These accessories are no longer made, and if you cannot find a set, you may need to place the tape on (for example) a disc turntable, and pull the tape off onto an NAB reel on a nearby tape machine. Flangeless pancakes will need a sacrificial disc underneath them. You may also find pancakes with more tape than a NAB reel will hold. What you do about these depends whether you can cut the tape or not; but it isn’t impossible to play the tape directly from a disc turntable. The idea is to take up most of the tape onto a NAB spool, and allow the remainder to pile up on the floor.

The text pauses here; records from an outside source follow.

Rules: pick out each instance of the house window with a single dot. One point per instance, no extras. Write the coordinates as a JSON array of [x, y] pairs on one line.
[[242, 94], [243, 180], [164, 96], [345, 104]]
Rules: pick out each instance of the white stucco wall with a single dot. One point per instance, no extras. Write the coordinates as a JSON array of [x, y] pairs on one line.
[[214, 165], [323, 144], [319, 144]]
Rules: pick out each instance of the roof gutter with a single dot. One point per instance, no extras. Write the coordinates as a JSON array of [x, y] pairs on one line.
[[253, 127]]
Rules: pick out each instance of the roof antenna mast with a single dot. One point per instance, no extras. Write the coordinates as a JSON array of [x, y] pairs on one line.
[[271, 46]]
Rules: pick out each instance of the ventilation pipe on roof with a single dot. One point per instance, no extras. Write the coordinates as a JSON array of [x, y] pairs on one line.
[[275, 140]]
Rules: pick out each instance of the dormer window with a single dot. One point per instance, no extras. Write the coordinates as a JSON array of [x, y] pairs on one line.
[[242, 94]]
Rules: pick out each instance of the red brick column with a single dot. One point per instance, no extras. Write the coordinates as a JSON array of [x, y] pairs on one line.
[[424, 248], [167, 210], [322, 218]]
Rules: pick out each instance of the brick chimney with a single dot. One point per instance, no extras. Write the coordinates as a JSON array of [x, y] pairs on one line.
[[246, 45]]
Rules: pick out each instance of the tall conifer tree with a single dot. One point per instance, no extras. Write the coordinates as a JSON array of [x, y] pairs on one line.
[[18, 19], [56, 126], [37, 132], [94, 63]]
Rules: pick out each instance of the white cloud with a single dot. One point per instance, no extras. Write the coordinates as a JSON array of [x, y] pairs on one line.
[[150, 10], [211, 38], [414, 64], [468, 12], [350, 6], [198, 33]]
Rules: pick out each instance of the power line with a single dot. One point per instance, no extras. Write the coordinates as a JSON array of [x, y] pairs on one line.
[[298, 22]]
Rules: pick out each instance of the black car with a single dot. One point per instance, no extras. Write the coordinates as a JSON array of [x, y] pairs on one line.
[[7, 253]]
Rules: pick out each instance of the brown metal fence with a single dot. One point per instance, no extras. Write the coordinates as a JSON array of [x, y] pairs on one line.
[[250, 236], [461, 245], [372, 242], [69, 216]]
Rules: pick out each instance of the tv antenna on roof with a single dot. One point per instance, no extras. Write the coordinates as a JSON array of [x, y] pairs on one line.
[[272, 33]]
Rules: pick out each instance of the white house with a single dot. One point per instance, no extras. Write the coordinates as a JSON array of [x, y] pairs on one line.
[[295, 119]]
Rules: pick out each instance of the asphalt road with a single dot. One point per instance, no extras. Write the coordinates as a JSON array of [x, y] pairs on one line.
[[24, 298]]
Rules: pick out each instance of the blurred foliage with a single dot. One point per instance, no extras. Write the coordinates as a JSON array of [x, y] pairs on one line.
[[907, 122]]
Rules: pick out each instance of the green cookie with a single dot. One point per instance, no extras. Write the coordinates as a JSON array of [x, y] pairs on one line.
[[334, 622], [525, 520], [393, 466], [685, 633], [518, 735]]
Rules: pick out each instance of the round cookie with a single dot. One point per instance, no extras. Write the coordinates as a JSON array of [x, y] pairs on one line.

This is much less hazardous than it sounds, so long as the tape machine is four or five feet above the floor so the tape falls naturally under its own weight, and you do not touch the pile. The tape can then be wound back onto the disc turntable at 33rpm through the guides of the tape machine without tangling itself. Creative use of matchsticks and gaffer-tape may be needed to fool the tape machine’s motors and brakes.

Now to problems of the tape itself. The first is that “acetate” tape can be very brittle. It breaks cleanly, so you do not lose any sound because a simple splice is sufficient to get it back; but you should know about the matter in advance. If the tape is on a small reel with a small core, the back-tension of the tape-machine may break the tape as it nears its end. The tape should first be spooled onto a reel with a bigger core, perhaps with extra non-acetate tape to increase the diameter. “Acetate” and “tri-acetate” tape can be recognised by holding it up to the light. If diffuse light comes through, then the tape is acetate-based. Other formulations are completely opaque.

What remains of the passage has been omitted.